O trabalho com crianças e adolescentes no âmbito da educação esportiva é potencial gerador de muitas questões – se assim nos dispusermos a, como dizia aquele um, olhar com os olhos de ver. E ouvir com os ouvidos de escutar, perdoem a incisiva.
[Pais & filhos]
Mas é porque é comum nas diversas culturas, em seus pontos fortes, mais vibrantes, naturalizar determinados comportamentos, como se esta ou aquela maneira de reagir a um determinado acontecimento fosse dado, estabelecido, determinado. Quero me referir aqui à maneira como o adulto reage à derrota num jogo de futebol no Brasil – não sua, mas do jogador infanto-juvenil. Em miúdos: do pai ou da mãe quando o filho perde um jogo. Do professor quando os alunos (seus comandados) perdem uma partida, um campeonato.
Me permito esta pequena reflexão a partir dos torneios que temos participado ao longo de mais de uma década, seja entre os nossos ou junto a outras escolas e clubes. Meu ponto de partida é a tentativa de reconhecer o que se passava dentro de mim após um dia de amargar algumas muitas derrotas nas quadras. Algumas muitas.
Percebi que estava algo irritadiço. Talvez um traço imperceptível para quem estivesse ao meu lado, mas no fundo eu sabia que existia um incômodo, por assim dizer. Suponho que consegui manter a elegância desportiva até o fim do evento, mas o incômodo persistia. Vi pais e filhos entrando e saindo, assim como professores e alunos. Noutra configuração, poder-se-ia dizer: jogadores, torcedores, treinadores, aquilo próprio do registro da fantasia.
O problema é que a fantasia é uma faca de dois gumes. Porque se é ela que vai dar o caldo emocional da competição, com a vontade de vencer, o prazer de jogar e torcer e tudo o mais que é inerente à disputa, é também a mesma fantasia que vai destronar o sujeito de suas ilusões – em caso de derrota, claro.
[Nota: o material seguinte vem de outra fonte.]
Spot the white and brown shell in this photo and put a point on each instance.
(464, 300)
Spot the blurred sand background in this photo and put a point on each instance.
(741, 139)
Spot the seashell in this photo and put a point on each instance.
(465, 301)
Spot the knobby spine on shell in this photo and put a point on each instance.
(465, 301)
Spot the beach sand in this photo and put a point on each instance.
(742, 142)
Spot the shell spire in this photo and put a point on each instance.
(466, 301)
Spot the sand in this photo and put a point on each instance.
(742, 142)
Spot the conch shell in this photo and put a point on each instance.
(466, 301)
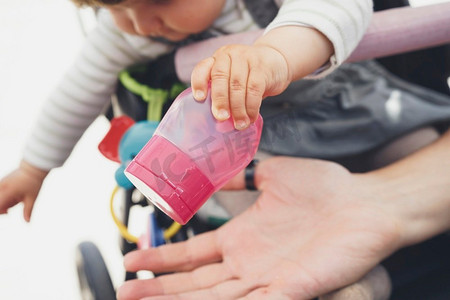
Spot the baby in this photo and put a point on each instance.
(305, 38)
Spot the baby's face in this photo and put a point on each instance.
(171, 19)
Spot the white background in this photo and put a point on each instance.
(38, 41)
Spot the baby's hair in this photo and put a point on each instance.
(96, 3)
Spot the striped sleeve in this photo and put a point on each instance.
(343, 22)
(84, 91)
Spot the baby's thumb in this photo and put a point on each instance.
(28, 208)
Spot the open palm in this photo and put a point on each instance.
(293, 243)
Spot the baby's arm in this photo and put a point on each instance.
(306, 37)
(22, 185)
(76, 102)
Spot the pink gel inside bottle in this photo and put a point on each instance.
(191, 156)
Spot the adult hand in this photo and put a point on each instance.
(315, 228)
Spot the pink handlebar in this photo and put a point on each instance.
(391, 32)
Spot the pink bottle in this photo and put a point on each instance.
(190, 156)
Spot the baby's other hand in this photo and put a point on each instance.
(241, 76)
(21, 185)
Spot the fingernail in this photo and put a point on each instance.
(223, 114)
(199, 95)
(239, 125)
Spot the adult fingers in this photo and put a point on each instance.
(183, 256)
(200, 78)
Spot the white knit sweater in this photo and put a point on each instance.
(87, 86)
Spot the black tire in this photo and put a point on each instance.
(93, 276)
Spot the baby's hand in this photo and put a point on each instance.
(241, 76)
(22, 185)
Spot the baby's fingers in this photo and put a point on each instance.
(238, 91)
(256, 86)
(200, 78)
(220, 77)
(28, 203)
Na vitória, normalmente, tudo vai bem, obrigado.
Pois bem,  voltando ao segundo parágrafo, me dei conta do meu incômodo, e era tão simples quanto profundo: me peguei tomado pelo sentimento de derrota. Compreendi que a derrota de um time infantil tinha o potencial de provocar abalos no narcisismo do adulto. Em sua expectativa de vitória, já que uma competição infanto-juvenil termina por se configurar numa série de projeções das vontades – e ilusões – de todos nós, familiares e profissionais, em cima das crianças. Uns mais, outros menos, mas ninguém foge a isso se estiver participando de verdade. Quero dizer com isso que a vitória e a derrota são, no mais das vezes, tomadas pelo adulto como suas, também.
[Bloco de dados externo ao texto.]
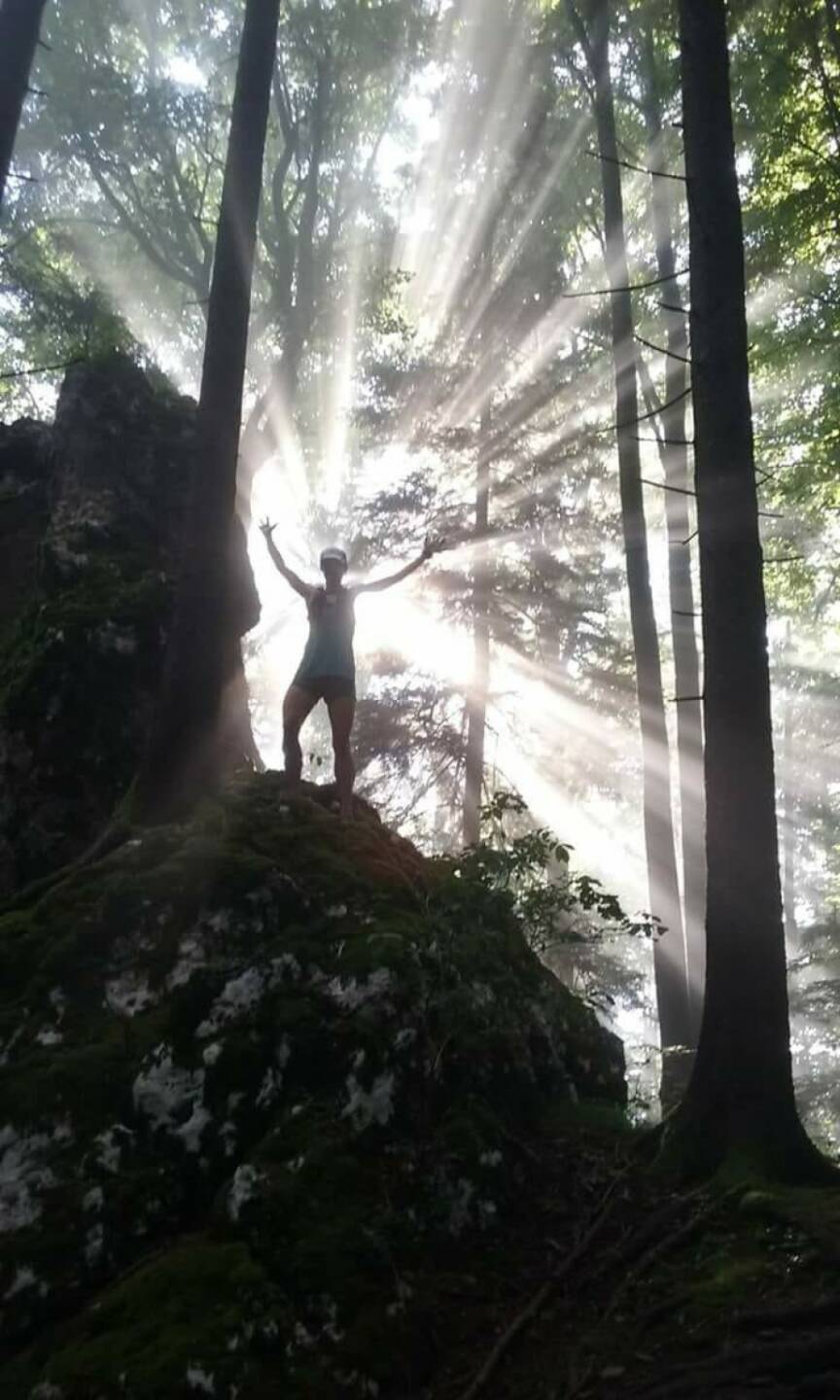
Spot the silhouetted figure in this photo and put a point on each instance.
(328, 667)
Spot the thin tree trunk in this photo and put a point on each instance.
(476, 700)
(670, 958)
(675, 462)
(788, 846)
(185, 756)
(19, 27)
(740, 1106)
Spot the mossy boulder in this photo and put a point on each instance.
(257, 1072)
(91, 515)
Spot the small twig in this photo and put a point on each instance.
(535, 1304)
(671, 355)
(655, 412)
(636, 286)
(629, 165)
(668, 441)
(662, 486)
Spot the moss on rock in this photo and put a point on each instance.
(257, 1072)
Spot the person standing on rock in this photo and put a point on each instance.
(328, 667)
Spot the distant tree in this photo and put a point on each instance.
(740, 1103)
(187, 748)
(674, 449)
(19, 25)
(670, 962)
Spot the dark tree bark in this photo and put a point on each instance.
(187, 754)
(19, 25)
(740, 1104)
(476, 700)
(670, 961)
(678, 480)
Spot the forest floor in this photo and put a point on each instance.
(614, 1287)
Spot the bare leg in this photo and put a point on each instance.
(342, 712)
(298, 705)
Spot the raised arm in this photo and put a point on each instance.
(299, 587)
(432, 546)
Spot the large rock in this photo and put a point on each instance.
(260, 1072)
(91, 514)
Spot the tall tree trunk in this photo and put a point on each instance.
(788, 845)
(740, 1104)
(19, 25)
(670, 958)
(187, 751)
(476, 700)
(675, 462)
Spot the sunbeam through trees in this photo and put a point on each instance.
(419, 697)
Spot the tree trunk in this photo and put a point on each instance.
(740, 1106)
(476, 700)
(187, 753)
(675, 462)
(788, 845)
(19, 25)
(670, 960)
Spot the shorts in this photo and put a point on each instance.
(327, 687)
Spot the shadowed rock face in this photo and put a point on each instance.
(89, 528)
(260, 1077)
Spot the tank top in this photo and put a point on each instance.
(330, 646)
Resolvi admitir o golpe. Contei como mais uma descoberta que a infância me impõe. Deduzi que era preciso um quantum de tempo para poder me refazer. Que o mais importante era poder mostrar-me ferido aos alunos-jogadores, mas sem perder a firmeza e – jamais – a elegância desportiva. “Tamo junto“, é o que eles exigem em seus olhares profundos.
Olhei mais uma vez para os pais na arquibancada. “Eles também sentem“, pensei. Por isso, a necessidade da reflexão. Para ampliar as possibilidades de compreensão de acontecimentos deste tipo e conseguir acumular novos repertórios pedagógicos e (por que não?) existenciais. Costumo brincar que as crianças nos apresentam pequenos grandes dramas. É preciso olhos de ver.
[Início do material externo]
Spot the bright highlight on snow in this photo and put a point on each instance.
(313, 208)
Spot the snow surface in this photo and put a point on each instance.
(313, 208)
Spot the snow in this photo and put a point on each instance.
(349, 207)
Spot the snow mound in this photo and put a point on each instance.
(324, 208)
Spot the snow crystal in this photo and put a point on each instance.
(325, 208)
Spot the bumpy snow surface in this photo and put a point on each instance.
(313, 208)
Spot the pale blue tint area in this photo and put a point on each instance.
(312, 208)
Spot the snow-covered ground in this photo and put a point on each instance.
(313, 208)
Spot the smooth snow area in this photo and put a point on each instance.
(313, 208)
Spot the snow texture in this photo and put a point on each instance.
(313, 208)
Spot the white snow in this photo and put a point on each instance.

A dor da derrota deve servir para algo mais do que culpar o juiz, culpar a si, ao treinador, ao craque que não foi bem, ao perna-de-pau que atrapalhou, ao azar. Suponho agora que é justamente a capacidade de elaborar (digerir, assimilar) a derrota o que irá facilitar o acesso a um sentimento de tranquilidade e confiança para tentar de novo, para jogar de novo sem o peso de fantasmas desnecessários, para efetivamente reagir. Essa construção podemos transmitir às crianças e aos adolescentes, mas isso só vai ser efetivamente útil se não for mero discurso pronto, mas resultado de algo tomado como verdadeiro pelo adulto.
Sem desespero, nem tampouco negação. Admitir a dor da derrota talvez seja uma das bases da verdadeira coragem.